The polar form of a complex number z = a + bi is z = r (cos θ + i sin θ), where r = | z | = √(a² + b²), a = r cos θ, and b = r sin θ, and θ = tan^{- 1}(b / a) for a > 0 or θ = tan^{- 1}(b / a) + π or θ = tan^{- 1}(b / a) + 180^o for a < 0.

The complex number is z = - 4 + 3i.

The polar form of a complex number z = a + bi is z = r (cos θ + i sin θ).

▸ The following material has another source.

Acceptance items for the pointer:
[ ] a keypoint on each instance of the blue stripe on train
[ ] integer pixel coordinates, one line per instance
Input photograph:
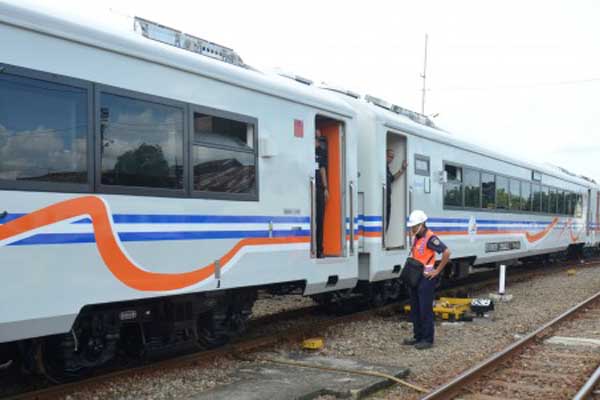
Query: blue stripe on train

Here a = - 4 < 0 and b = 3.

So, first find the absolute value of r .

r = | z | = √(a² + b²)

            = √[ (-4)² + (3)² ]

            = √[ 16 + 9 ]

            = √[ 25 ]

            = 5.

Now find the argument θ.

Since a = - 4 < 0, use the formula θ = tan^{- 1}(b / a) + 180^o.

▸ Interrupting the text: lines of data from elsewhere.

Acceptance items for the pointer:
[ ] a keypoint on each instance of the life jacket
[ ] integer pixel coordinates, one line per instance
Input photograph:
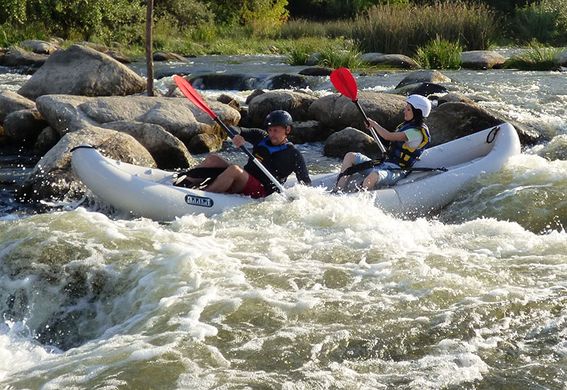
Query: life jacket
(264, 149)
(399, 153)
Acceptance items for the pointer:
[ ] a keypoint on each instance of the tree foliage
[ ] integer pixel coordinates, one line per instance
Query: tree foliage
(87, 17)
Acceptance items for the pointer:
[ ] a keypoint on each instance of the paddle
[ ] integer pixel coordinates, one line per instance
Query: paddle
(189, 92)
(343, 80)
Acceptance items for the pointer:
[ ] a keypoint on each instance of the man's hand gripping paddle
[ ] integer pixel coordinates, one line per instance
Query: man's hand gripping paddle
(189, 92)
(343, 80)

θ = tan^{- 1}[ 3/(- 4) ] + 180^o

θ ≅ - 36.87 + 180^o

θ ≅ 143.13^o

Note that here θ is measured in degrees.

Therefore, the polar form of - 4 + 3i is about 5[ cos(143.13^o) + i sin(143.13^o) ].

Answer 2

The polar form of a complex number z = a + bi is z = r (cos θ + i sin θ), where r = | z | = √(a² + b²), a = r cos θ, and b = r sin θ, and θ = tan^{- 1}(b / a) for a > 0 or θ = tan^{- 1}(b / a) + π or θ = tan^{- 1}(b / a) + 180^o for a < 0.

The complex number is z = - 4 + 3i.

The polar form of a complex number z = a + bi is z = r (cos θ + i sin θ).

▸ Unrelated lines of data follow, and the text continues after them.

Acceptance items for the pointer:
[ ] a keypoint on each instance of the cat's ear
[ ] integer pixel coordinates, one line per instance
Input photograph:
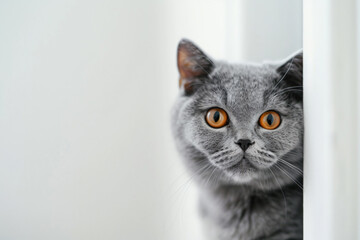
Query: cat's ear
(193, 65)
(291, 75)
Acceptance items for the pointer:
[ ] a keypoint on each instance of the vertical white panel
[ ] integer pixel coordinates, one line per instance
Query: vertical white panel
(331, 120)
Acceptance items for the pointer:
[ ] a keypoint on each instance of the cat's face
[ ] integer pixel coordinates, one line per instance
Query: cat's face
(242, 124)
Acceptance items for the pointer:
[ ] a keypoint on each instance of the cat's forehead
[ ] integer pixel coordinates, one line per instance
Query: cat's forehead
(245, 85)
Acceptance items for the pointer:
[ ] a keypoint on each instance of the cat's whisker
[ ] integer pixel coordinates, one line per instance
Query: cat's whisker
(292, 166)
(288, 175)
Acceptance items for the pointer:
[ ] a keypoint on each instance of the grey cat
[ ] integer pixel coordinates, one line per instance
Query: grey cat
(239, 130)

Here a = - 4 < 0 and b = 3.

So, first find the absolute value of r .

r = | z | = √(a² + b²)

            = √[ (-4)² + (3)² ]

            = √[ 16 + 9 ]

            = √[ 25 ]

            = 5.

Now find the argument θ.

Since a = - 4 < 0, use the formula θ = tan^{- 1}(b / a) + π.

θ = tan^{- 1}[ 3/(- 4) ] + π

θ = tan^{- 1}(- 0.75) + π

θ ≅ - 0.6435 + (3.14159)

θ ≅ 2.498

θ ≅ 2.5.

Note that here θ is measured in radians.

Therefore, the polar form of - 4 + 3i is about 5 [ cos 2.5 + i sin 2.5 ].